Letters | How Hong Kong’s new drug regulator can give the city a competitive edge
Readers discuss the potential of the Centre for Medical Products Regulation, and the struggles of fast-food chains
To attract investment and talent to Hong Kong, the CMPR needs to offer value on top of existing initiatives. One Greater Bay Area scheme, in particular, allows drugs and devices adopted in Hong Kong or Macau to gain expedited access to mainland China through Guangdong province.
As of April, 51 drugs and 63 devices have been approved under the scheme. Between April 2023 and September 2024, 18 of the drugs were approved in four batches. For context, Hong Kong registered around 400 new medicines in the past year alone.
According to our analysis, most of the 18 drugs were first approved in the United States through priority or orphan drug pathways to treat serious conditions. Eight drugs obtained Hong Kong approval within two years of US approval. The CMPR could enable Hong Kong to launch more new drugs within an earlier global window.

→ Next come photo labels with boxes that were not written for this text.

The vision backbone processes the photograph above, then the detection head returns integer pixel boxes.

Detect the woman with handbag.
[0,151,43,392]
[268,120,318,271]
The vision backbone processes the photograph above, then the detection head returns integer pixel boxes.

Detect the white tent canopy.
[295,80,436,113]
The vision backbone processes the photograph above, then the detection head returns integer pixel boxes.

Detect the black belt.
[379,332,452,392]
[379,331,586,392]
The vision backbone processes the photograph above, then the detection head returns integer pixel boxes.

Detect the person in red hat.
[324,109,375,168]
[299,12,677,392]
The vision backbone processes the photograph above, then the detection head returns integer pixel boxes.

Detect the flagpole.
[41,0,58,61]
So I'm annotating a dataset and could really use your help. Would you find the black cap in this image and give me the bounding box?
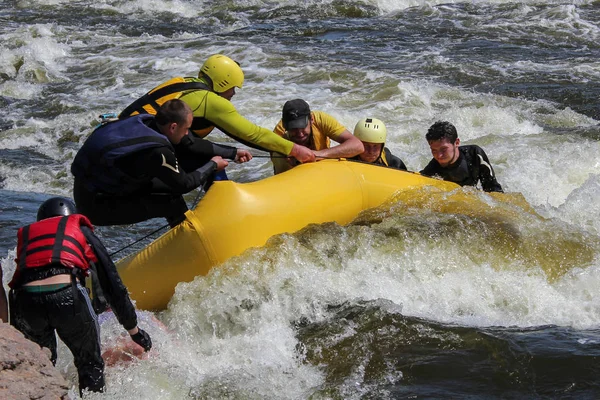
[281,99,310,130]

By September 2024, the median time for approval under the Greater Bay Area measure had fallen to around six months. After Guangdong adopted provincial legislation, this timeline has been compressed to 10 days. Macau, meanwhile, has emerged as a competitive entry point, with five drugs approved there before Hong Kong.
Eight of the 18 drugs subsequently obtained national approval, on average within 21 months of their initial approval in Hong Kong or Macau. As pharmaceutical companies increasingly prioritise early launches in mainland China, fewer drugs will have sufficient lead time to make effective use of the Greater Bay Area measure.